One of Elena and Maggie’s favorite games when they were young was to dress up and recreate a wedding. At the time Elena carried around little blankets for comfort. They were washed and rotated and often Elena travelled with more than one of them. They were small thin baby blankets – like dish towels.
We have pictures of Maggie and Elena standing side by side with one of Elena’s blankets arranged neatly on her head like a nun’s habit. They were playing wedding and Elena was the bride. Sometimes she would dress up nicely, other times she’d have something like a ballet dress from the dress-up box. Often she would just be wearing one of my old t-shirts because it would cover her all the way to the ground and drag like she imagined a bridal dress would.
No matter what she wore on her body, nothing said “bride” like a blanket on her head.
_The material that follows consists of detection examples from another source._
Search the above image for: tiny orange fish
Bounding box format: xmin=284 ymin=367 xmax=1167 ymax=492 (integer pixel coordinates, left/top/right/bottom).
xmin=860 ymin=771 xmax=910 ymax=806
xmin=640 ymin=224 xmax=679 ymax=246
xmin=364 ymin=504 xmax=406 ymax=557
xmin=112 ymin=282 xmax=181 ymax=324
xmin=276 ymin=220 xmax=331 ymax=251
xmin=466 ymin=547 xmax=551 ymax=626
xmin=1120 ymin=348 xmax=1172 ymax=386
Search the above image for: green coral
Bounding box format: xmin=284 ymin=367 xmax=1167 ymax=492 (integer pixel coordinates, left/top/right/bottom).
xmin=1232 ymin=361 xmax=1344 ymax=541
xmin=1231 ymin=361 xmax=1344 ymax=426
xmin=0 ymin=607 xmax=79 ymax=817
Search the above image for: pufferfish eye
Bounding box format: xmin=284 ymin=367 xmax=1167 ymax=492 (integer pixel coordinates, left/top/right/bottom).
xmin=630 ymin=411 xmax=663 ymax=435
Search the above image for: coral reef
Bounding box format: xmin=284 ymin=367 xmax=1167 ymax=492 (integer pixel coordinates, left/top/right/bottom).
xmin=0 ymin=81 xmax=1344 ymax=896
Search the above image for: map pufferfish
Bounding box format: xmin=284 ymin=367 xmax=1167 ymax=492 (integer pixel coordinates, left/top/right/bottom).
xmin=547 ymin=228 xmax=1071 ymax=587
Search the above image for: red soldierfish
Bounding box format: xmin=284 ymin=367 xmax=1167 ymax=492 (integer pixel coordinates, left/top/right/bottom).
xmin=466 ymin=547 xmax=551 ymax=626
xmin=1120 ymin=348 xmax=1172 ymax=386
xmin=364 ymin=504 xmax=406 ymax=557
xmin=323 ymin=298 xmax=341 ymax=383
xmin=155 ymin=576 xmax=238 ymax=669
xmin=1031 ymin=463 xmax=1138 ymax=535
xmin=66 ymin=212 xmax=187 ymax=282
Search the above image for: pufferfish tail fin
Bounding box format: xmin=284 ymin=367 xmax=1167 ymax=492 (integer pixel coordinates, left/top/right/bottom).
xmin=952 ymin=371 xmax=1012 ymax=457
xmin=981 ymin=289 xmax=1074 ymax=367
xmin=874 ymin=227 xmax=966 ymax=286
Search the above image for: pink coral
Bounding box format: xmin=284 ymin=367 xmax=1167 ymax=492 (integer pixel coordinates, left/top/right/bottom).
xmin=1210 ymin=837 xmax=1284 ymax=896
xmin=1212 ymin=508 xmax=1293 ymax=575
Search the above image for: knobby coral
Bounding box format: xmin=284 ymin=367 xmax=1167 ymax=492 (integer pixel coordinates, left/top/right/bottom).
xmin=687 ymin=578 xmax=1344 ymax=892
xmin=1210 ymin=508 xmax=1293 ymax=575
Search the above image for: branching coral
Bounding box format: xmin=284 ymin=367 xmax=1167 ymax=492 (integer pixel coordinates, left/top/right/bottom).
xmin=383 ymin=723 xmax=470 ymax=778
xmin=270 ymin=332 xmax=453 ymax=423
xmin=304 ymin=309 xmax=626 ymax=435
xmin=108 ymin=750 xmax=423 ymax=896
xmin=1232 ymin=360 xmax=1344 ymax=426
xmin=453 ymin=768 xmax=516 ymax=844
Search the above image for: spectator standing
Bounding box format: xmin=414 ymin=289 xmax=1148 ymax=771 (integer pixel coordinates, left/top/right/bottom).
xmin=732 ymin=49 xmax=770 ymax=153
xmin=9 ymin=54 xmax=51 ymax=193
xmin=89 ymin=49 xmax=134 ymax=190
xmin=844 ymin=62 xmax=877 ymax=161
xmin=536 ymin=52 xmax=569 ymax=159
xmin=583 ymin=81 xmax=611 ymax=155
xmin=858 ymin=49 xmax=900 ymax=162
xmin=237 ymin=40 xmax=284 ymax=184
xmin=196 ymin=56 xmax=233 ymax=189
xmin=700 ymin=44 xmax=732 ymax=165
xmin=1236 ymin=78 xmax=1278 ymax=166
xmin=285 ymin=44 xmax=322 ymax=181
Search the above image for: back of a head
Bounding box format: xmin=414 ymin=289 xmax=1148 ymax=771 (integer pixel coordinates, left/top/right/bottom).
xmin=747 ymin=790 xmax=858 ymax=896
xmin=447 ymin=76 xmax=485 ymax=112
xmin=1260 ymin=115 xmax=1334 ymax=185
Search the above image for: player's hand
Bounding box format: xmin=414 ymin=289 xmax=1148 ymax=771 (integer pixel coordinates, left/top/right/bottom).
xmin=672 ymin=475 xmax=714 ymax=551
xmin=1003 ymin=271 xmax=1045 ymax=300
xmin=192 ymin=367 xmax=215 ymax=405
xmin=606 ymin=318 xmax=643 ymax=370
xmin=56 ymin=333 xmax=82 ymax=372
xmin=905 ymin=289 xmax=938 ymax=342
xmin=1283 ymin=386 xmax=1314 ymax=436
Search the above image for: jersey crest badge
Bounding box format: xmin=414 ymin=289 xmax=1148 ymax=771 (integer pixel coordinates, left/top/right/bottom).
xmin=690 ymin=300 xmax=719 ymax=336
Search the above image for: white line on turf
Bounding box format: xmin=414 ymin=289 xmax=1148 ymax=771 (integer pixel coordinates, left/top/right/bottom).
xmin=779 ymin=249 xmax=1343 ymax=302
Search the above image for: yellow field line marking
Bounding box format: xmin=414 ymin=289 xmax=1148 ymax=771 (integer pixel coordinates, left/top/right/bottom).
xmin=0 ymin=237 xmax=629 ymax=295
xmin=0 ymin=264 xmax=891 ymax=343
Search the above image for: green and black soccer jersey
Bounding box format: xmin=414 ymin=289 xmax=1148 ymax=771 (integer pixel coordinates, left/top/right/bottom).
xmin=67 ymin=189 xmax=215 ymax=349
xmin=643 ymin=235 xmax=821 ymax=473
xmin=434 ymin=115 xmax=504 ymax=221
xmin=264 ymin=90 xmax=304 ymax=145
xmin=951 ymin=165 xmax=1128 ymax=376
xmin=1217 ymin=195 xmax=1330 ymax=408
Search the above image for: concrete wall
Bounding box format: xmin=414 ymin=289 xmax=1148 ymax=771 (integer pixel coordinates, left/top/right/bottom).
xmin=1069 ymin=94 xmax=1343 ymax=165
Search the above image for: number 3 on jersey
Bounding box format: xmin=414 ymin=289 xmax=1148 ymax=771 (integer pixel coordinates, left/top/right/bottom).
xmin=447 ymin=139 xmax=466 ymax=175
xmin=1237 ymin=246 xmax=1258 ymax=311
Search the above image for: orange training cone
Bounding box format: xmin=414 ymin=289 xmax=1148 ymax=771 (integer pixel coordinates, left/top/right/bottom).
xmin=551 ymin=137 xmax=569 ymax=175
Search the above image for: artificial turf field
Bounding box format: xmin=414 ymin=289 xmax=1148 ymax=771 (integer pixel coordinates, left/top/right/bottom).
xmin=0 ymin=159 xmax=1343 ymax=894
Maggie would arrange it for her and Elena would have to walk very carefully so the headdress wouldn’t slip. She knew this would be followed by Maggie whining, “Elena, you’re ruining it.” In Elena’s world, brides held their hands arched together in prayer as they walked down past their adoring fans. Elena would sneak a sly look at the imaginary people who lined the aisles and wave at them.
Elena was always the bride.
Sometimes Maggie was the bride too. Sometimes they’d both have receiving blankets on their head and walk down the aisle as brides and meet up at the other end. Other times Maggie would be the groom. Whether bride or groom, Maggie always played the role of preacher as well.
They had watched the video of Kim and my marriage. I don’t think I’ve ever watched the video but Maggie and Elena had. They had also gone to Tommy and Patti’s wedding. Elena was just a few months old and Maggie was a month shy of her third birthday. I don’t know what Maggie remembered of that wedding but she seemed to recreate it fairly accurately.
By the time Carolyn and Jeff got married in our backyard the girls had honed their routine. Kim practiced with them so that they would be comfortable walking down the aisle as flower girls. It was an out-of-a-movie moment watching my three girls in the wedding in the backyard of our new house.
Maggie and Elena loved the ceremony but they didn’t really understand what it represented. One day when we were driving home from Oberlin a five year old Maggie said.
“I don’t think Ethan could marry Tara.”
Kim and I looked at each other. You never know what kids are thinking or why they bring these things up. Why had Maggie considered whether or not my brother could get married to our dog? And why had she concluded that a person and a black lab couldn’t get married? Hadn’t we just explained to her that Tara had been fixed? We forged ahead.
“Why not,” Kim asked.
“‘Cause after they get married they go to the reception. And at the reception they have to do the first dance. And you know that dogs can’t dance.”